Jennifer Brown, Founder, CEO, and President, Jennifer Brown Consulting: The success of the Fourth Industrial Revolution will turn on the expansion of gender parity. The loss of certain jobs and creation of new ones are inextricably linked. 

Managing the human side of this will require that we standardize training and development culture to be executed through the lens of diverse and inclusive workplaces.

Organizational development professionals are already critical to monitoring the health of an organization — especially because AI already has bias baked into it, something that is both the result of human bias and something only humans can mitigate.

It’s no longer what you know, it’s what you’re learning that provides stability in the workforce of the future.

BRINK: Two-thirds (68%) of high-growth organizations say they now differentiate talent value using predictive analytics. But less than half of modest-growth companies do this. What benefits do predictive analytics have in improving the employee experience?

David Green, Global Managing Director of The People Analytics Program at Insight222: People analytics offers tremendous potential to firms seeking to improve the employee experience. In the design phase, data can be analyzed to help understand employee sentiment, ideas and needs to support design and personalization of experience. 

Analytics has also helped revolutionize how we listen to employees both actively (through surveys, pulses and the incorporation of text) and passively. 

All this helps firms better measure experience, particularly in moments that matter. Of course, none of this matters unless firms are prepared to act on what the data tells them and communicate both transparently and effectively.

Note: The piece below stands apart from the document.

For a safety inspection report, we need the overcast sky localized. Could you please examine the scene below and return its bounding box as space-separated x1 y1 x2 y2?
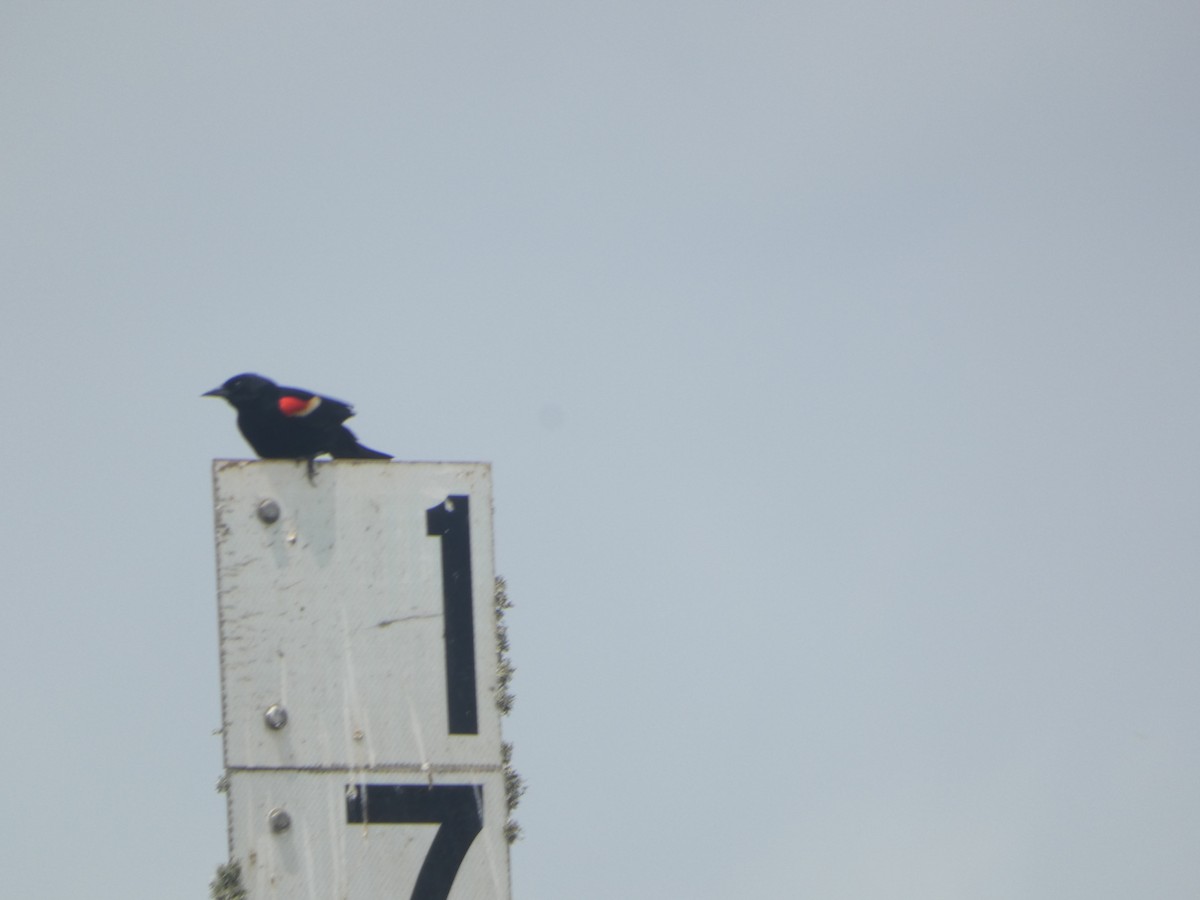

BRINK: While many people focus on the large number of jobs predicted to be lost to AI and automation, should business leaders be more focused on the anticipated 58 million new jobs that the same technologies could create by 2022? 

Meghan M. Biro, CEO, TalentCulture: Artificial intelligence and automation are going to replace humans in the workforce in many capacities — and not just on the factory floor. It’s already happening and it’s going to continue happening at a faster rate than we may fully understand. 

However, what is less celebrated — and one huge silver lining — is the fact that many, many new jobs will be created, and these roles will allow humans to be more human. We’ll be better at our jobs by embracing the fact that we are human and by improving how we treat each other. 

Business leaders should be focused on evaluating workforce skills from an entirely new perspective — less task-specific and more business value-orientated. Yes, human jobs will be replaced, but one thing it will never replace is the human quality called empathy. And, that’s a good thing.

Tamara McCleary, CEO, Thulium: Humans will not run out of work. Despite the gloom and doom discussions surrounding job displacement due to automation and technological advancements, we are not entering into an era of less, but rather we are entering into an era of more opportunity. 

Fear and trepidation arise from the unknown, and the unknown is often the seed behind facing our fears around the future of work. The jobs of today will shift, evolve and most certainly require additional skill sets 10 years from now. 

In looking at the jobs of tomorrow, we are challenged to rethink the human experience. What does it mean to be human? How will we use our humanity to add value in the future? 

In the future, what will be most marketable are our unique human attributes such as our exquisite human touch, creativity, relationship-building prowess, empathy and our ability to understand complex human structures. Want job security? Cultivate resilience, adaptability, resourcefulness and lifelong learning. 

It’s no longer what you know, it’s what you’re learning that provides stability in the workforce of the future.